2002tii 2002tii at softhome.net
Tue Nov 15 01:48:39 EST 2005


Andy wrote:

> I have a fundamental gripe about the way
> that ebay operates.
> In any conventional auction, the bidding proceeds until the final
> highest bid is placed. The auctioneer goes into the
> going-three-times routine, but if further last-minute bids are
> made, the auction continues.  eBay's system of timed ending
> leaves everyone vulnerable to last-second sniping.

Yes, BUT....  This wouldn't be true if the early bidders all bid the
highest amount they were willing to pay, which is how a BLIND auction is
supposed to work.  Either they will win even though bidders in the
"lightning round" raise the price, or the item will go to someone who is
willing to pay more.  In other words, it's not really fair for an early
bidder to blame the person who wins with a last-minute bid if the early
bidder didn't bid what he was willing to pay.  Don't think of eBay as a
live auction -- it's not.  In some ways, it's more like submitting sealed
bids.  Remember, the current "bid price" is not the actual high bid -- it's
one bid increment over the second-highest bid.

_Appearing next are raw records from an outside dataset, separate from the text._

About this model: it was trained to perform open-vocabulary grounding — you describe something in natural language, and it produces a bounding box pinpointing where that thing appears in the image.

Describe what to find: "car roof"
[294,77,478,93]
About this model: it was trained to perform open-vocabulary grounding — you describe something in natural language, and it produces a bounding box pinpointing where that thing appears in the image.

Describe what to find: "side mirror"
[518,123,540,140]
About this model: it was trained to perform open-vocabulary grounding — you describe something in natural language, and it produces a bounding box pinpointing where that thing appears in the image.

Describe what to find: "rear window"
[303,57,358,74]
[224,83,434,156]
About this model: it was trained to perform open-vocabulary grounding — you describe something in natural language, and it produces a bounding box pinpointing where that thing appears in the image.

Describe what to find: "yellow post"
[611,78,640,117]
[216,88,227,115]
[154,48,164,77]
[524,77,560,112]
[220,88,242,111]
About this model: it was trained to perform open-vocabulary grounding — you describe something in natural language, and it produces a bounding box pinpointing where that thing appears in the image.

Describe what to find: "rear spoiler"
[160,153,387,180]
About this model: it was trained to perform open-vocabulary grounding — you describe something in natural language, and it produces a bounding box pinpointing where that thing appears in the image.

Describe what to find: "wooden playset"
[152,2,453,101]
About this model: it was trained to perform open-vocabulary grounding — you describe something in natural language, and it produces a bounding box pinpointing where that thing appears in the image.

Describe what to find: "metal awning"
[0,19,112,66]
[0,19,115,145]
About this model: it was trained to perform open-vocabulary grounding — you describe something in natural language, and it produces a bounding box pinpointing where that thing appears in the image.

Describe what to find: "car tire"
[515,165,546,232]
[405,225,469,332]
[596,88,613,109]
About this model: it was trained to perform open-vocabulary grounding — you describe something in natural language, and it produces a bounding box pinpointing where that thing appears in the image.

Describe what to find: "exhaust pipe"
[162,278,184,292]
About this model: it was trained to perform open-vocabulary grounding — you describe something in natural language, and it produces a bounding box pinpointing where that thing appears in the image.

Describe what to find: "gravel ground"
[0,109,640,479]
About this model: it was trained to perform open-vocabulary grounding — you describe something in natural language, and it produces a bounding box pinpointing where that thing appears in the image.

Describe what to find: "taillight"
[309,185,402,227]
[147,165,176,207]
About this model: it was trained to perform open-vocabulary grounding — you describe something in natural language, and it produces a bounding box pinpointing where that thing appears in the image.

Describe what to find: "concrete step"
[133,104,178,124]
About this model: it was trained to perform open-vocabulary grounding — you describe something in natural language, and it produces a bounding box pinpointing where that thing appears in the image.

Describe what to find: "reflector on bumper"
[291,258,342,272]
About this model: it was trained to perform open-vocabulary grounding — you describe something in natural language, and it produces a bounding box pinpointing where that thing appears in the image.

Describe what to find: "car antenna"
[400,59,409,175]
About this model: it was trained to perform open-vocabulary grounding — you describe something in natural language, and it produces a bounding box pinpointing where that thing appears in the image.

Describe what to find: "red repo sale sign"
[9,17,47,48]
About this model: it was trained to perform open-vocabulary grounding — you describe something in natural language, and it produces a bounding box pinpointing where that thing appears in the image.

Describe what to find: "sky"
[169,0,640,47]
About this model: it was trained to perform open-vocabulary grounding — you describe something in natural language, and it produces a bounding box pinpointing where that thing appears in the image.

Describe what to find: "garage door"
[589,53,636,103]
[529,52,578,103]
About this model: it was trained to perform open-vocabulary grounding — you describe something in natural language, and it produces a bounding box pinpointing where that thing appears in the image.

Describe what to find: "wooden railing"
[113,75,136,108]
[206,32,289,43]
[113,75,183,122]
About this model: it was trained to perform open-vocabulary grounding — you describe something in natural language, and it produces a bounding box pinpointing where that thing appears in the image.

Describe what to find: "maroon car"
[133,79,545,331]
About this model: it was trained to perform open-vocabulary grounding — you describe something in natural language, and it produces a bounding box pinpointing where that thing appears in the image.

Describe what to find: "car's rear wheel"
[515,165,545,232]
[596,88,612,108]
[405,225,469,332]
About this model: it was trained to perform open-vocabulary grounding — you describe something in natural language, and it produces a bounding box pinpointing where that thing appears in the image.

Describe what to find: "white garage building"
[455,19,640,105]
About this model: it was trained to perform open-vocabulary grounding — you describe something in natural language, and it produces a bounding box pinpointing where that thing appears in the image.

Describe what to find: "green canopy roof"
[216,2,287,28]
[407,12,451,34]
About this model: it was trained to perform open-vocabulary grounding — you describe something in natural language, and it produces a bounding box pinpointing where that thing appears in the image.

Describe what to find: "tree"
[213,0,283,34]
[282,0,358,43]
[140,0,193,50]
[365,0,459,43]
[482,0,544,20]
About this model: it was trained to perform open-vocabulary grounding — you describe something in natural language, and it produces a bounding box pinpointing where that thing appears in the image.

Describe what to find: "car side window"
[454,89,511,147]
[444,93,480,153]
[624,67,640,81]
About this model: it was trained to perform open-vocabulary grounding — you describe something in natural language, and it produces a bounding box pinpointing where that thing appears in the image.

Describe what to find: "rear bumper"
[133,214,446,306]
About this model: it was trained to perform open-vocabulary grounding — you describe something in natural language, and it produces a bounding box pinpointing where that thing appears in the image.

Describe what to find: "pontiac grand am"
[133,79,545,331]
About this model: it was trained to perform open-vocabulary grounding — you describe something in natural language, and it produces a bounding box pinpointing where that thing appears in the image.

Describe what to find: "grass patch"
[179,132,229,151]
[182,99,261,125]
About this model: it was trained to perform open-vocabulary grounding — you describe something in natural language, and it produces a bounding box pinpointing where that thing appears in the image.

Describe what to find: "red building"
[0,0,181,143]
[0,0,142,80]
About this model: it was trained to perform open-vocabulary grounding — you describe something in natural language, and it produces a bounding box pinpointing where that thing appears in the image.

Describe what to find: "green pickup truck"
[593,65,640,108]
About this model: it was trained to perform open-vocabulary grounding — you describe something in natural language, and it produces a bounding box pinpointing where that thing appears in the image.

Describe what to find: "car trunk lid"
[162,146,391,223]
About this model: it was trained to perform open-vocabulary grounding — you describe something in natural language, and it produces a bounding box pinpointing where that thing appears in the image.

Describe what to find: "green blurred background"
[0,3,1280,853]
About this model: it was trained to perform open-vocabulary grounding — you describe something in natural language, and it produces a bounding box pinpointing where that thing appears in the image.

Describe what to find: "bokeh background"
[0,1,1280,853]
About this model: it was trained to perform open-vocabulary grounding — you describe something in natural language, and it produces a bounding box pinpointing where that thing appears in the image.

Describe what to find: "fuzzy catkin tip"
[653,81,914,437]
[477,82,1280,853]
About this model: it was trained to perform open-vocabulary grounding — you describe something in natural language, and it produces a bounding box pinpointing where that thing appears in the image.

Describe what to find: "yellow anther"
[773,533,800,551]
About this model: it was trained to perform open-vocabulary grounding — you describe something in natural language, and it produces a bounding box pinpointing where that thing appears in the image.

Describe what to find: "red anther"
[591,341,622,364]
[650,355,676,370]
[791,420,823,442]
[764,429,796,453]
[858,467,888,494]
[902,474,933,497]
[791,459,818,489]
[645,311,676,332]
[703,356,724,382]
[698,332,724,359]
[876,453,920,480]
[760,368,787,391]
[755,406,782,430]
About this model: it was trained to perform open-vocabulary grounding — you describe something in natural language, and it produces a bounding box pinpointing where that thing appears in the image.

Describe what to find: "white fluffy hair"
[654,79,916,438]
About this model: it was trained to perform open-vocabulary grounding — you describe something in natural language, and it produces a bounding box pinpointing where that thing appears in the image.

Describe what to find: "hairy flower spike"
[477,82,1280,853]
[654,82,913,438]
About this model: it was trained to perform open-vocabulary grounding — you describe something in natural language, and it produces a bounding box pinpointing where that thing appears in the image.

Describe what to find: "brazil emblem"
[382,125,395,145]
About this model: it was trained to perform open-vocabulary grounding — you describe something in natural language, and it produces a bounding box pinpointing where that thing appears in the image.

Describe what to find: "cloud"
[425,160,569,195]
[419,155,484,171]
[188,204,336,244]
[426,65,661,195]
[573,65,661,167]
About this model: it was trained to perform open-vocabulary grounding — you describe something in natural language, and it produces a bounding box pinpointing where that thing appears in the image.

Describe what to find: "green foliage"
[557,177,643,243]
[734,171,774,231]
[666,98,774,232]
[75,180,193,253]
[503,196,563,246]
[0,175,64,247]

Now, this "bid the maximum you would be willing to pay" thing is contrary
to human psychology.  We are not by nature rationally-self-interested
beings, we are emotional.  Just as a two-year-old has no interest in a toy
truck until another kid starts playing with it, what we are willing to pay
can be influenced by what someone else is willing to pay.  And this is the
very reason some of us snipe!

Let's say an early bidder has bid $200 on an item with a $99 opening bid,
so the bid price is at $99 but it will take a bid of over $200 to be high
bidder.  If, apart from other bidders, I am willing to pay up to $500 for
the item, but no more (i.e., if it were in a store with a $500 or lower
price tag I'd buy it, but I'd walk away if the tag said $515), and another
bidder is willing to pay $350, but no more, then regardless of when we bid
I SHOULD win the item for one bid increment over $350.  However, in
reality, if I put my $500 bid in with 3 days left, the other bidder will
see a $200 bid price and put in his $350 bid, but he won't become the high
bidder -- he will have bumped my bid to one increment over $350 and will be
staring at the dreaded red X that means "you have been outbid."
Psychologically, people don't like being denied, so even though the item
was really only worth $350 to him -- that is, if it were in a store with a
$365 price tag he would have walked away -- he may well bid $375, then
$400, then $425 before he gives up, forcing me to pay one increment over
$425 instead of one increment over $350.  As I see it, this is an
artificially high price brought about by human nature and the auction
format.

On the other hand, if I don't bid, the other bidder will put in his $350
bid and be winning the auction at one increment over $200, so he will stop
bidding.  I can then drop in at the last minute (when nobody has a chance
to react to my bid) with my $500 bid and win the item for one increment
over what the item was REALLY worth to the next-highest bidder, not what he
thought it was worth to him in the heat of competition.  In my view,
sniping is the only thing that makes eBay work the way it claims to work
(i.e., the winning bidder pays one increment over what the next-highest
bidder is willing to pay).

So: If you always bid the maximum you would be willing to pay, it doesn't
matter when you or anybody else bids -- you will either win the item for a
price you are willing to pay, or lose it to someone who is willing to pay
more.  However, if you bid early, you may end up paying more than you
otherwise would have had to pay.

FWIW, I just lost an auction tonight where all 14 bids were placed in the
last 15 seconds.  The item had a $250 opening bid and went for nearly $750.
But I bid what I was willing to pay, so I have no regrets.